Second Place: Walt Disney
Media giant Walt Disney (DIS -0.76%) didn’t go all-out on streaming until late 2019 when it launched Disney+. However, the company’s unmatched content portfolio has catapulted Disney to near the top. It operates a trio of services, including Disney+ (150 million subscribers), ESPN+ (26 million), and Hulu (48.5 million). That gives Disney a blend of content, sports, and live TV offerings.
Third Place: Amazon
Big tech company Amazon (AMZN -0.17%) has made significant inroads by tying its streaming service into its Amazon Prime membership, which gives customers perks for online shopping. Amazon has over 200 million subscribers via Prime, and the company has invested in its streaming offerings by acquiring MGM for $8.5 billion in 2022, giving it ownership of thousands of television shows and movies. It also jumped into live sports, purchasing broadcasting rights for the National Football League’s (NFL) Thursday Night Football games.
The next closest streaming service, HBO Max, has a solid 94 million users, but it’s still less than half of third-place Amazon, and the drop off only continues as you move down from the top 10.
How consumers might impact the stocks
It’s looking increasingly likely like streaming is a winner-takes-most type of industry, at least based on what consumers told The Motley Fool. Approximately 62% of those surveyed believe there are too many streaming options, and over a third of respondents have actively reduced their number of streaming services since last year.
Streaming’s original appeal was that desired content was easily accessible, and cutting the cord would save money versus cable. But that’s changed a bit. Media companies are pulling back their best content, locking it behind their respective streaming services. That means your favorite movies or shows are spread across different services, which hurts the consumer experience.

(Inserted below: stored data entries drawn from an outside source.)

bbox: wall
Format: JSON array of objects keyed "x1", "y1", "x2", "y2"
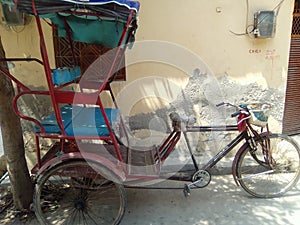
[
  {"x1": 0, "y1": 1, "x2": 295, "y2": 154},
  {"x1": 0, "y1": 13, "x2": 55, "y2": 156},
  {"x1": 112, "y1": 0, "x2": 296, "y2": 155},
  {"x1": 115, "y1": 0, "x2": 295, "y2": 131},
  {"x1": 0, "y1": 1, "x2": 294, "y2": 119},
  {"x1": 0, "y1": 15, "x2": 55, "y2": 88},
  {"x1": 132, "y1": 0, "x2": 293, "y2": 85}
]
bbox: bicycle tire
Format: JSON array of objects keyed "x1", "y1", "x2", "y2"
[
  {"x1": 34, "y1": 160, "x2": 126, "y2": 225},
  {"x1": 236, "y1": 133, "x2": 300, "y2": 198}
]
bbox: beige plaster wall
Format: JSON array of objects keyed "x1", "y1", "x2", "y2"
[
  {"x1": 0, "y1": 1, "x2": 295, "y2": 121},
  {"x1": 115, "y1": 0, "x2": 294, "y2": 117},
  {"x1": 132, "y1": 0, "x2": 294, "y2": 87},
  {"x1": 0, "y1": 15, "x2": 55, "y2": 89}
]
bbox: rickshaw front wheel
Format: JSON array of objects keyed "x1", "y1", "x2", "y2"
[{"x1": 34, "y1": 160, "x2": 126, "y2": 225}]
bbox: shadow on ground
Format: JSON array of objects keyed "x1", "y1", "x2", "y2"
[{"x1": 122, "y1": 175, "x2": 300, "y2": 225}]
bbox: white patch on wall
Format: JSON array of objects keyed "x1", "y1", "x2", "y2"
[{"x1": 127, "y1": 73, "x2": 285, "y2": 158}]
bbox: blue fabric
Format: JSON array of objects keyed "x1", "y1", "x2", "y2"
[
  {"x1": 52, "y1": 66, "x2": 81, "y2": 86},
  {"x1": 62, "y1": 0, "x2": 140, "y2": 11},
  {"x1": 66, "y1": 107, "x2": 119, "y2": 136},
  {"x1": 34, "y1": 105, "x2": 76, "y2": 133},
  {"x1": 35, "y1": 105, "x2": 119, "y2": 137}
]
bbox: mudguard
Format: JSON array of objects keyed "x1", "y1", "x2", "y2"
[{"x1": 36, "y1": 151, "x2": 126, "y2": 182}]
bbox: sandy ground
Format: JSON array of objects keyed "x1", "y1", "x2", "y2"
[
  {"x1": 122, "y1": 177, "x2": 300, "y2": 225},
  {"x1": 1, "y1": 174, "x2": 300, "y2": 225}
]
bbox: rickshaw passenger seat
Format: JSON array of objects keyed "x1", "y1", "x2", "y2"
[
  {"x1": 65, "y1": 107, "x2": 120, "y2": 136},
  {"x1": 34, "y1": 105, "x2": 75, "y2": 134},
  {"x1": 34, "y1": 105, "x2": 119, "y2": 137}
]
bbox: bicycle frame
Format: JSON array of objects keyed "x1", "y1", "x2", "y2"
[
  {"x1": 186, "y1": 125, "x2": 248, "y2": 171},
  {"x1": 156, "y1": 122, "x2": 254, "y2": 181}
]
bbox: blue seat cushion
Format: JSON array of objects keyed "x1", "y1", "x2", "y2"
[
  {"x1": 35, "y1": 105, "x2": 119, "y2": 137},
  {"x1": 34, "y1": 105, "x2": 76, "y2": 134},
  {"x1": 65, "y1": 107, "x2": 120, "y2": 136}
]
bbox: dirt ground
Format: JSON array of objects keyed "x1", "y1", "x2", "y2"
[
  {"x1": 121, "y1": 177, "x2": 300, "y2": 225},
  {"x1": 1, "y1": 174, "x2": 300, "y2": 225}
]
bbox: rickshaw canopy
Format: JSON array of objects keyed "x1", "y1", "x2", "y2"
[
  {"x1": 14, "y1": 0, "x2": 140, "y2": 16},
  {"x1": 4, "y1": 0, "x2": 140, "y2": 47}
]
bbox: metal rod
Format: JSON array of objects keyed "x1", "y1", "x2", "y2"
[
  {"x1": 201, "y1": 131, "x2": 247, "y2": 170},
  {"x1": 32, "y1": 0, "x2": 65, "y2": 135},
  {"x1": 183, "y1": 131, "x2": 199, "y2": 170},
  {"x1": 237, "y1": 170, "x2": 274, "y2": 181},
  {"x1": 187, "y1": 125, "x2": 239, "y2": 132},
  {"x1": 99, "y1": 10, "x2": 135, "y2": 93},
  {"x1": 0, "y1": 57, "x2": 43, "y2": 65}
]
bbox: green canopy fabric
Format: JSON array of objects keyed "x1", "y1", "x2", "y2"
[
  {"x1": 1, "y1": 0, "x2": 138, "y2": 47},
  {"x1": 49, "y1": 13, "x2": 128, "y2": 47}
]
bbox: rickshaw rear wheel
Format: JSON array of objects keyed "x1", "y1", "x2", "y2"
[{"x1": 34, "y1": 160, "x2": 126, "y2": 225}]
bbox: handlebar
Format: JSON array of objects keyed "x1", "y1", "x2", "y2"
[
  {"x1": 231, "y1": 111, "x2": 241, "y2": 118},
  {"x1": 216, "y1": 102, "x2": 225, "y2": 107},
  {"x1": 170, "y1": 102, "x2": 251, "y2": 126},
  {"x1": 216, "y1": 102, "x2": 238, "y2": 109},
  {"x1": 216, "y1": 102, "x2": 249, "y2": 118}
]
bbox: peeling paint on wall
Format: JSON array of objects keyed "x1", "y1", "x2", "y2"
[{"x1": 127, "y1": 73, "x2": 284, "y2": 155}]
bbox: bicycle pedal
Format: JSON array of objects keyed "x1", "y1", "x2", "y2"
[{"x1": 183, "y1": 184, "x2": 191, "y2": 197}]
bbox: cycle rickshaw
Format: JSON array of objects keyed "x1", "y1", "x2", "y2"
[{"x1": 0, "y1": 1, "x2": 300, "y2": 224}]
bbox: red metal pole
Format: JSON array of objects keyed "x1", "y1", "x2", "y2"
[
  {"x1": 31, "y1": 0, "x2": 65, "y2": 135},
  {"x1": 99, "y1": 10, "x2": 135, "y2": 93},
  {"x1": 98, "y1": 99, "x2": 123, "y2": 162},
  {"x1": 35, "y1": 134, "x2": 41, "y2": 169}
]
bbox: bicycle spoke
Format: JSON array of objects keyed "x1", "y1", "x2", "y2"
[
  {"x1": 34, "y1": 161, "x2": 126, "y2": 225},
  {"x1": 238, "y1": 170, "x2": 274, "y2": 181}
]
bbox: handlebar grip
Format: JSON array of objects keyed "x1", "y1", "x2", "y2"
[
  {"x1": 216, "y1": 102, "x2": 225, "y2": 107},
  {"x1": 231, "y1": 111, "x2": 241, "y2": 117}
]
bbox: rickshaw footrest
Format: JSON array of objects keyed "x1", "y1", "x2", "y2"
[{"x1": 127, "y1": 146, "x2": 158, "y2": 176}]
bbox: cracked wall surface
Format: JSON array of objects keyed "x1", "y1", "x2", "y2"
[{"x1": 125, "y1": 72, "x2": 285, "y2": 157}]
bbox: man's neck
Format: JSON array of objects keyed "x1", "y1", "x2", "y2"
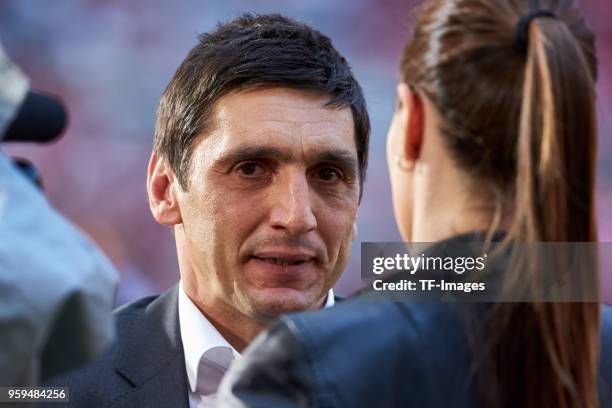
[
  {"x1": 180, "y1": 283, "x2": 269, "y2": 353},
  {"x1": 182, "y1": 280, "x2": 329, "y2": 353},
  {"x1": 197, "y1": 306, "x2": 267, "y2": 353},
  {"x1": 197, "y1": 293, "x2": 328, "y2": 352}
]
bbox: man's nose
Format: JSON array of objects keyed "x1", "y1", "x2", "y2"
[{"x1": 268, "y1": 170, "x2": 317, "y2": 236}]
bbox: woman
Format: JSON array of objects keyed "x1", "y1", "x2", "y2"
[{"x1": 218, "y1": 0, "x2": 611, "y2": 406}]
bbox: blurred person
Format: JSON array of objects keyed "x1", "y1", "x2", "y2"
[
  {"x1": 218, "y1": 0, "x2": 612, "y2": 407},
  {"x1": 50, "y1": 13, "x2": 369, "y2": 407},
  {"x1": 0, "y1": 44, "x2": 118, "y2": 386}
]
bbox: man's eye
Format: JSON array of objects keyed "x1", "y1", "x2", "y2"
[
  {"x1": 317, "y1": 167, "x2": 341, "y2": 182},
  {"x1": 236, "y1": 162, "x2": 264, "y2": 177}
]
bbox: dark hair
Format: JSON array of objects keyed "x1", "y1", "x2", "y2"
[
  {"x1": 154, "y1": 13, "x2": 370, "y2": 198},
  {"x1": 400, "y1": 0, "x2": 598, "y2": 407}
]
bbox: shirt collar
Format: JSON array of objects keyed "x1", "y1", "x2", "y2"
[
  {"x1": 178, "y1": 281, "x2": 238, "y2": 393},
  {"x1": 324, "y1": 287, "x2": 335, "y2": 307},
  {"x1": 178, "y1": 280, "x2": 335, "y2": 393}
]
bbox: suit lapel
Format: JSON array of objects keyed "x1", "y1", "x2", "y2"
[{"x1": 111, "y1": 284, "x2": 189, "y2": 407}]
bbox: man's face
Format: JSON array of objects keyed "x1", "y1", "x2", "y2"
[{"x1": 175, "y1": 87, "x2": 359, "y2": 319}]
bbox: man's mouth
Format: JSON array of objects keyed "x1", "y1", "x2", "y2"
[
  {"x1": 246, "y1": 251, "x2": 319, "y2": 285},
  {"x1": 250, "y1": 250, "x2": 316, "y2": 268},
  {"x1": 252, "y1": 256, "x2": 310, "y2": 266}
]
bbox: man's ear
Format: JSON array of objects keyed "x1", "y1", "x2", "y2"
[
  {"x1": 147, "y1": 151, "x2": 182, "y2": 226},
  {"x1": 397, "y1": 83, "x2": 424, "y2": 162}
]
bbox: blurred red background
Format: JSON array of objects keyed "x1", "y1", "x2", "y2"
[{"x1": 1, "y1": 0, "x2": 610, "y2": 304}]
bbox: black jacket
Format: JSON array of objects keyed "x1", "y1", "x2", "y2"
[
  {"x1": 218, "y1": 236, "x2": 612, "y2": 407},
  {"x1": 42, "y1": 284, "x2": 190, "y2": 407}
]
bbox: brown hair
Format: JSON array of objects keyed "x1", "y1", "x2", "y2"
[{"x1": 400, "y1": 0, "x2": 599, "y2": 407}]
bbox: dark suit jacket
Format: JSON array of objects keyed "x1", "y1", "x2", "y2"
[
  {"x1": 42, "y1": 284, "x2": 189, "y2": 407},
  {"x1": 42, "y1": 284, "x2": 343, "y2": 407}
]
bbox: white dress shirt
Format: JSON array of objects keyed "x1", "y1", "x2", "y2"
[{"x1": 178, "y1": 280, "x2": 335, "y2": 407}]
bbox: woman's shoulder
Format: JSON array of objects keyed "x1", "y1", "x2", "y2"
[
  {"x1": 288, "y1": 298, "x2": 462, "y2": 347},
  {"x1": 287, "y1": 298, "x2": 475, "y2": 374},
  {"x1": 279, "y1": 299, "x2": 476, "y2": 406}
]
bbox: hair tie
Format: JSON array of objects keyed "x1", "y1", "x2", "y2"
[{"x1": 515, "y1": 10, "x2": 557, "y2": 52}]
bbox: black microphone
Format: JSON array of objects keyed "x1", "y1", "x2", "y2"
[{"x1": 2, "y1": 91, "x2": 67, "y2": 143}]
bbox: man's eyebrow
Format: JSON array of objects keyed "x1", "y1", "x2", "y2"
[
  {"x1": 214, "y1": 146, "x2": 358, "y2": 172},
  {"x1": 215, "y1": 146, "x2": 294, "y2": 167},
  {"x1": 309, "y1": 149, "x2": 358, "y2": 172}
]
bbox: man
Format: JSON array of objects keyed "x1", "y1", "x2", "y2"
[{"x1": 50, "y1": 13, "x2": 369, "y2": 407}]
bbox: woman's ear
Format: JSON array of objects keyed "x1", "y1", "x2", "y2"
[
  {"x1": 147, "y1": 151, "x2": 182, "y2": 226},
  {"x1": 400, "y1": 84, "x2": 424, "y2": 162}
]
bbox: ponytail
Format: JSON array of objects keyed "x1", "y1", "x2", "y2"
[{"x1": 490, "y1": 14, "x2": 599, "y2": 408}]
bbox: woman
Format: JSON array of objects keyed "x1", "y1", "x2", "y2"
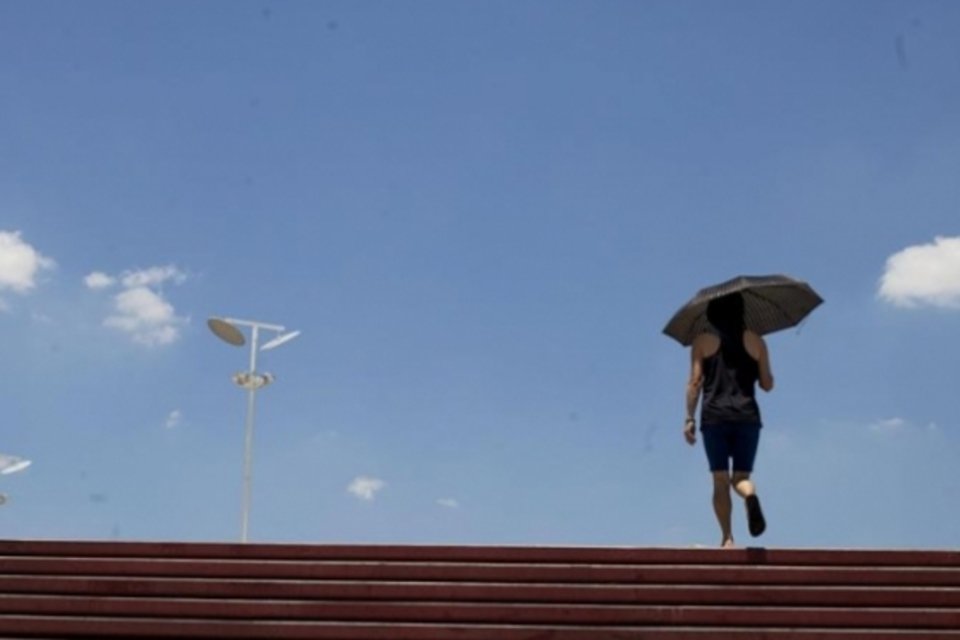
[{"x1": 683, "y1": 293, "x2": 773, "y2": 548}]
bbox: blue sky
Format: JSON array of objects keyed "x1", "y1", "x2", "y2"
[{"x1": 2, "y1": 1, "x2": 959, "y2": 548}]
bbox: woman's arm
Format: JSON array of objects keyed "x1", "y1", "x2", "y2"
[
  {"x1": 745, "y1": 331, "x2": 775, "y2": 392},
  {"x1": 684, "y1": 340, "x2": 704, "y2": 444}
]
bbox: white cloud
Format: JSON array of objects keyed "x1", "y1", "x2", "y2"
[
  {"x1": 437, "y1": 498, "x2": 460, "y2": 509},
  {"x1": 347, "y1": 476, "x2": 386, "y2": 501},
  {"x1": 121, "y1": 266, "x2": 186, "y2": 289},
  {"x1": 0, "y1": 231, "x2": 55, "y2": 294},
  {"x1": 165, "y1": 410, "x2": 182, "y2": 429},
  {"x1": 103, "y1": 286, "x2": 185, "y2": 346},
  {"x1": 879, "y1": 236, "x2": 960, "y2": 308},
  {"x1": 89, "y1": 265, "x2": 188, "y2": 347},
  {"x1": 84, "y1": 272, "x2": 116, "y2": 289},
  {"x1": 869, "y1": 417, "x2": 907, "y2": 434},
  {"x1": 866, "y1": 417, "x2": 941, "y2": 437}
]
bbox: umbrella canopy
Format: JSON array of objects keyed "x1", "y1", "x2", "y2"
[{"x1": 663, "y1": 274, "x2": 823, "y2": 346}]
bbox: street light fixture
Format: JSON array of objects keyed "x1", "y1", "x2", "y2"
[
  {"x1": 0, "y1": 454, "x2": 32, "y2": 476},
  {"x1": 0, "y1": 453, "x2": 32, "y2": 506},
  {"x1": 207, "y1": 316, "x2": 300, "y2": 542}
]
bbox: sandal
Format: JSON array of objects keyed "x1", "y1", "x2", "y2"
[{"x1": 746, "y1": 494, "x2": 766, "y2": 537}]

Interestingly, streaming usage peaks in the summer and drops over the holidays. The reason? That’s when live sports and holiday programming peak. The absence of these, especially live sports, remains a weakness for most streaming platforms.
Live sports are still a big draw for viewers, meaning that winning broadcast rights to live sports could be a long-term advantage as companies fight for streaming market share. The NFL dominates U.S. households. According to Nielsen, 93 of the top 100 most-watched TV programs in 2023 were NFL games.
Amazon (Thursday Night Football) and Disney (Monday Night Football) both own broadcasting rights for NFL games, leaving Netflix on the outside looking in. Netflix had its first live event, a special Golf Cup, in late November 2023. The evolution of live sports could play a big role in streaming’s future.
Which stock is the best buy today?
It’s tough to knock any of these three companies. One is the market leader in streaming, while the other two have complementary businesses outside of streaming that give investors additional upside.
Deciding a winner may come down to which stock currently offers the best value and expected growth.
The companies’ forward P/E ratios shows that Disney is currently the cheapest at about 24 times earnings, followed by Netflix at 33, then Amazon at 41. Using consensus long-term analyst estimates, Netflix is projected to grow earnings the fastest, followed by Amazon and Disney.
To make sense of this, I like using the PEG ratio, a favorite metric of famed investor Peter Lynch. The ratio shows how much you pay for a company’s future growth. Based on this, Netflix’s PEG ratio of 1.1 is the most attractive for its prospective growth, followed by Disney’s 1.4, then Amazon’s 1.6.
Long-term investors should look for how Netflix will expand its content library in the future. Adding notable live sports could lock in its substantial market share. For now, its massive audience, attractive valuation, and growth prospects make a solid argument that it’s the streaming stock to own.